The company enjoyed a monopoly until the latter part of the 1600s, when a rival company was formed and began trading in India. The two companies merged in 1708 to create the United Company of Merchants of England trading to the East Indies. The Company was challenged by foreign competitors in the form of the Dutch and the French. These challenges from foreign companies required the East India Company to form its own military and administrative departments, which in essence turned it from a business into an imperial power by itself.
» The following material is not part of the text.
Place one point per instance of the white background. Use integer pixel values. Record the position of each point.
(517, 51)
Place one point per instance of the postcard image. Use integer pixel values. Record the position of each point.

The Company acquired Bengal in 1757, which expanded its territory, and for the next 16 years British policy in India was determined by meetings of the East India Company's shareholders. Parliament passed the Regulating Act of 1773, which reigned in the control the East India Company had over the Crown's colonies in East Asia, and eleven years later they signed the India Act into law.
The India Act of 1784, commonly called Pitt's India Bill, installed a Governor-General and a Board of Control that superseded the authority of the East India Company. This board operated as a collaborative effort between the Directors of the Company and the Crown, as represented by the Board of Control. Six directors sat on the board -- two from the Cabinet and four from the Privy Council.
In 1813, the Company's monopoly and all trading activities were officially halted with the Charter Act. It worked as the government's agency from 1834 until the 1857 India Mutiny. After the mutiny was put down, the Colonial Office took direct control of the Indian colonies. At last, in 1873, the East India Company disbanded.